Os dias têm sido assim, um por vez, um bom, vários nem tanto. A médica nos disse que você chorou muito, hoje pela manhã. Te faz mal estar ali, só, naquele lugar cercado de bipes e cortinas azuis e aparelhos e fios e cateteres que te levam as drogas necessárias. Ontem, apesar de tudo isso, você estava contente, achou que o cabelo da mãe estava bonito e disse, a mim e à mãe, depois de uma daquelas tuas pausas longas, de olhar profundo, que nossa vida está indo muito bem. Como te admirei, meu pai! Pedi à vida, naquele instante: de tudo o que há, que eu tenha em mim uma parte da resiliência de meu velho pai. Quando cheguei, ontem, você me olhou e me saudou, com aquele teu sorriso que agora me traz lágrimas de saudade antecipada: “Ah, minha querida!”, me chamou por meu nome. Pensei nos amigos que já perderam seus pais, tão mais novos, pensei naqueles que convivem com a demência, com a dureza de não mais serem reconhecidos pelos que lhes deram a vida, pensei em meu amigo que vê a filha jovem tendo o cérebro escrutinado por cirurgias experimentais. Concordei com você: nossa vida está indo muito bem.

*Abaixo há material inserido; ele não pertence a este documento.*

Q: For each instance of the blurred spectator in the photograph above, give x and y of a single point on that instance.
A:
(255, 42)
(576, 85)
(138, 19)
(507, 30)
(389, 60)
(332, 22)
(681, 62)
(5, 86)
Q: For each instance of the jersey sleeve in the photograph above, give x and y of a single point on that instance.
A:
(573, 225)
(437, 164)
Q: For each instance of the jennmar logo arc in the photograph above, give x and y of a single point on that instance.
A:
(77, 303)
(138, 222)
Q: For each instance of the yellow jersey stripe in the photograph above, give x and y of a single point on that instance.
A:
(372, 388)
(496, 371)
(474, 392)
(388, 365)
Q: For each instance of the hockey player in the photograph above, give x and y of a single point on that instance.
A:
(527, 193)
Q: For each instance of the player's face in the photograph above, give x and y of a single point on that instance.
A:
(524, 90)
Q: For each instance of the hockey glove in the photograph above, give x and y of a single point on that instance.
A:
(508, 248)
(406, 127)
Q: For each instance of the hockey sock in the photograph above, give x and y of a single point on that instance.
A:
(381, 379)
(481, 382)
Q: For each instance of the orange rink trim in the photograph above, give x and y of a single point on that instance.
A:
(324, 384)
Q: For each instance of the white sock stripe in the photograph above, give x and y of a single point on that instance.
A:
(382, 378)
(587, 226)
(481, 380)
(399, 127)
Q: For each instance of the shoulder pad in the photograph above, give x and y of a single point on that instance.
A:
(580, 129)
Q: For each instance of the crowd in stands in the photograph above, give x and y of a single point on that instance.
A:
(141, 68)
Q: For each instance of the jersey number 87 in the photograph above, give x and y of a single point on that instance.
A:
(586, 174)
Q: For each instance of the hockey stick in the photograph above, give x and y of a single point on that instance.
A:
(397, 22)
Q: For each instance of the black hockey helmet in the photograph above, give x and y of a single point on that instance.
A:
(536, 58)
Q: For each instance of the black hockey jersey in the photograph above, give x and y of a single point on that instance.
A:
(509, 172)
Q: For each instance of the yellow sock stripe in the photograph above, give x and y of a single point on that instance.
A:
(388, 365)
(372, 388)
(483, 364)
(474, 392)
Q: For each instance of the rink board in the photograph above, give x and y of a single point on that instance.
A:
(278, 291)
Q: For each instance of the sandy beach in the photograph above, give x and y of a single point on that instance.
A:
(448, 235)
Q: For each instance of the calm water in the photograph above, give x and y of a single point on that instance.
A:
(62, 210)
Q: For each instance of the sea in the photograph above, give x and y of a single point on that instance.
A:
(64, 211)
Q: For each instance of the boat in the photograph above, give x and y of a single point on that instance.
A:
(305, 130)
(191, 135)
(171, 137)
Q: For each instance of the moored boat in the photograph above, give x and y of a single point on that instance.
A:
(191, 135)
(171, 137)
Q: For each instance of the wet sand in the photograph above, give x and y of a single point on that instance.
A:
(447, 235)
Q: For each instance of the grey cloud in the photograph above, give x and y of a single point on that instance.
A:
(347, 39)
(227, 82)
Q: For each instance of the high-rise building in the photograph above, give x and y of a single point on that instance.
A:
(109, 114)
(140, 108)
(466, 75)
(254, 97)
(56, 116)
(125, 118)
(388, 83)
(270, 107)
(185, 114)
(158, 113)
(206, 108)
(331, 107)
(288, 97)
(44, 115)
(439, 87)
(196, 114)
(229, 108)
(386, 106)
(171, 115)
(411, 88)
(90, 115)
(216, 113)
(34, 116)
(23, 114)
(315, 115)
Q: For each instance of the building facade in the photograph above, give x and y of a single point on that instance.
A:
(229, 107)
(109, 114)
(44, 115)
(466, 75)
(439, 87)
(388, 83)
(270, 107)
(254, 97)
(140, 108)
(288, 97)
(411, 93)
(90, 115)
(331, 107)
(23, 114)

Ando assim, com essa tristeza branda de quem compreende o tempo e a finitude daquilo que, perecível, precisa findar, mas também certa da perenidade daquilo que, em casa, com você, com a mãe, aprendemos a acreditar imortal. Ando me surpreendendo com a serenidade com que atravesso estes dias. Não tenho mais o desespero de outros tempos, diante da possibilidade de te ver partir. Não te amo menos, ao contrário! O amor mais uma vez me ensina. É o amor, grande como eu não sabia existir, que me dá a força para soltar as amarras que te prendem a mim, a nós, e te libertar, se for isso o necessário para que você fique bem. Tenho andado muito certa da existência real dessa antimatéria etérea que guarda nossa individualidade e nos transporta entre mundos, entre vidas, essa matéria invisível a tantos, a mesma de que nós, em casa, não temos o direito de duvidar, tantas são as páginas que você nos deixa, manuscritas, datilografadas, teus registros matutinos de servidão à vida que vai além do material e visível. Ah, meu pai, teu coração grande e bom anda engasgando, ele te trai. Todos falam de tua pele, com tão poucas rugas, de tua constituição ainda hoje musculosa, mas teu coração sabe quantas estradas já percorreu. Ele mostra os sinais do cansaço dos teus mais de noventa anos de estrada.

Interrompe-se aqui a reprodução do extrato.